For a coset of the subgroup H=<U,D,R2,L2,F2,B2> which has about 20 billion elements we generated in principle (because we need only one bit per element) the optimal solutions for all elements of this coset which have <=15 moves and eventually a fraction of all elements which have 16 moves. Appending now 5 moves (15) or 4 moves (16) only from subgroup H nonoptimal-solutions for almost all other elements of the coset are generated. This reminds in some way on the two-phase algorithm and there is indeed a close connection to the method.
Those elements which cannot be solved in this way are in a certain sense hard and are solved via the two-phase algorithm one by one. The longer phase 1 has to be, the harder the positions are. The position above needs 18 moves in phase 1 and has only 2 moves in phase 2 (U2D2). Try for example Cube Explorer (though a faster version of the two-phase alg developped by Tom Rokicki was used for the computations) and it will take some time to find the solution.

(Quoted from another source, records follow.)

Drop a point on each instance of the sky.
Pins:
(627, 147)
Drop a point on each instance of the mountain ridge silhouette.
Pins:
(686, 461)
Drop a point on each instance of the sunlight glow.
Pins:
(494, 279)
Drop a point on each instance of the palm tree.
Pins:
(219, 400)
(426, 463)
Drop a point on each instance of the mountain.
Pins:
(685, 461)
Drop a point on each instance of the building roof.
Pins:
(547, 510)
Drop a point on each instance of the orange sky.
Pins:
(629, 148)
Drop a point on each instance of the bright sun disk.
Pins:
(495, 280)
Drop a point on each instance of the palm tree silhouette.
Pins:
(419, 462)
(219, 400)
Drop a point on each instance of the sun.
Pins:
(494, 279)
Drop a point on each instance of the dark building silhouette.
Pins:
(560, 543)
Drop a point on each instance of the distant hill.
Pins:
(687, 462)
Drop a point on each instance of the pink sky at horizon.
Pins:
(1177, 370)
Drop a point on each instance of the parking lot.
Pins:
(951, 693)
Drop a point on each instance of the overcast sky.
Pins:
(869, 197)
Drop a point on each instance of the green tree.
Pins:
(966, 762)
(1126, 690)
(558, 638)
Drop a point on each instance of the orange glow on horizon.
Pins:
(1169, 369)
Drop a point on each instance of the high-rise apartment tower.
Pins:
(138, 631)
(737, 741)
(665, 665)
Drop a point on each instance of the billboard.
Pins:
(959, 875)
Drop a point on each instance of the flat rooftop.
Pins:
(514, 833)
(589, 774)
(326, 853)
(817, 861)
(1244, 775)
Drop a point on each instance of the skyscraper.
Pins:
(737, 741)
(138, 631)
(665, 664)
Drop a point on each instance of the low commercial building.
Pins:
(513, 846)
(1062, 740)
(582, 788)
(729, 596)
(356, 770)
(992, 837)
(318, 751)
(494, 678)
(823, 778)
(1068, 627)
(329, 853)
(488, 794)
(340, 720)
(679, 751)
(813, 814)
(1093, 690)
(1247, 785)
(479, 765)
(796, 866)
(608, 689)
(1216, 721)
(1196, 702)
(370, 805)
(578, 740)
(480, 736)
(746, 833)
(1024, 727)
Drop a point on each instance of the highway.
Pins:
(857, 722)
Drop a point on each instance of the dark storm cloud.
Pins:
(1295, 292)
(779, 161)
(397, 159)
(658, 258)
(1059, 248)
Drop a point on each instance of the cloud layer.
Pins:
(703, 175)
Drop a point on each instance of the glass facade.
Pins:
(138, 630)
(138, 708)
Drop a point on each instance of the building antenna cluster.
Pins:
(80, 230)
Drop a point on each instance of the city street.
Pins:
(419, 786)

This explanations is a bit simplified but gives almost the right picture.
This is great news! Huge thanks to Google for sponsoring this, wow.
I always thought it should be 20 only because of symmetry arguments: the superflip is 20... In my mind the entire state space is like a diamond with one vertex the solved position, and the opposite vertex the superflip. Of course, there are MANY other positions with 20 moves, maybe these are some other verteces of this high dimensional diamond![]()
or something.
awesome news!
http://cube20.org/
Would like alg for super flip in 20 moves. Anyone else have more info on this?
No, that's a suboptimal 22-move alg that they showed. Optimal algs can be found here.
Well, actually that alg is optimal in the QTM metric, but not FTM.
Last edited by cuBerBruce; 08-09-2010 at 07:49 PM. Reason: Append
Before you guys start on the 4x4x4 and 5x5x5 I'll guess... 30 and 42.